Why is my NGINX to pm2 upstream slow when restarting?

I run a home server with nginx reverse proxied to a Node.js/PM2 upstream. Normally it works perfectly. However, when I want to make changes, I run pm2 reload pname or pm2 restart pname, which results in nginx throwing 502 Bad Gateway for about 10-20 seconds before it finds the new upstream.

My Node.js app starts very fast and I am 99% sure it is not actually taking that long for the upstream to start and bind to the port (when I don't use the nginx layer it is accessible instantly). How can I eliminate the extra time it takes for nginx to figure things out?

From nginx/error.log:

2021/01/29 17:50:35 [error] 18462#0: *85 no live upstreams while connecting to upstream, client: [ip], server: hostname.com, request: "GET /path HTTP/1.1", upstream: "http://localhost/path", host: "www.hostname.com"
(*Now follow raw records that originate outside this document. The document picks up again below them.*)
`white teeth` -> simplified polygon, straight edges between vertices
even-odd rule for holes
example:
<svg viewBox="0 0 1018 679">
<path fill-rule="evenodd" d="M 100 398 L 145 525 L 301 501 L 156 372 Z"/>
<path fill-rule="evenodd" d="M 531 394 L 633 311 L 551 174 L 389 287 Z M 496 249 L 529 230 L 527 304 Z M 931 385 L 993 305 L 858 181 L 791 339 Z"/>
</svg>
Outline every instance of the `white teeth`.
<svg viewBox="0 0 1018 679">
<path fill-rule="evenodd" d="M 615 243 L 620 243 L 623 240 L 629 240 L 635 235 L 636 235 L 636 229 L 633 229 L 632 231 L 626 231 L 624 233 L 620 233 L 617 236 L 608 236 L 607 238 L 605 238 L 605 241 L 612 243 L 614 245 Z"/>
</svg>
From my nginx domain config:

server {
        listen 80;
        server_name hostname.com www.hostname.com;
        return 301 https://$host$request_uri;
}

server {
        listen 443 ssl;
        server_name hostname.com www.hostname.com;
        # ...removed ssl stuff...
        gzip_types      text/plain text/css text/xml application/json application/javascript application/xml+rss application/atom+xml image/svg+xml;
        gzip_proxied    no-cache no-store private expired auth;
        gzip_min_length 1000;
        location /  {
                proxy_pass    http://localhost:3010;
                proxy_http_version 1.1;
                proxy_set_header Upgrade $http_upgrade;
                proxy_set_header Connection 'upgrade';
                proxy_set_header Host $host;
                proxy_cache_bypass $http_upgrade;
                proxy_set_header X-Forwarded-For $remote_addr;
                proxy_read_timeout 240s;
        }
}

Solution

This is caused by the default behavior for an upstream, this may not be obvious since you're not explicitly declaring your upstream using the upstream directive. Your configuration with an upstream directive would look like this:

upstream backend {
        server localhost:3010;
}

...

server {
        listen 443 ssl;
        ...
        location /  {
                proxy_pass    http://backend;
                ...
        }
}

In this form it's apparent you're just relying on the default options for the server directive. The server directive has many options, but two of them are important here: max_fails and fail_timeout. These options control failure states and how nginx should handle them. By default max_fails=1 and fail_timeout=10 seconds, this means that after one unsuccessful attempt to communicate with the upstream nginx will wait 10 seconds before attempting again.

To avoid this in your environment you could simply disable this mechanism by setting max_fails=0:

upstream backend {
        server localhost:3010 max_fails=0;
}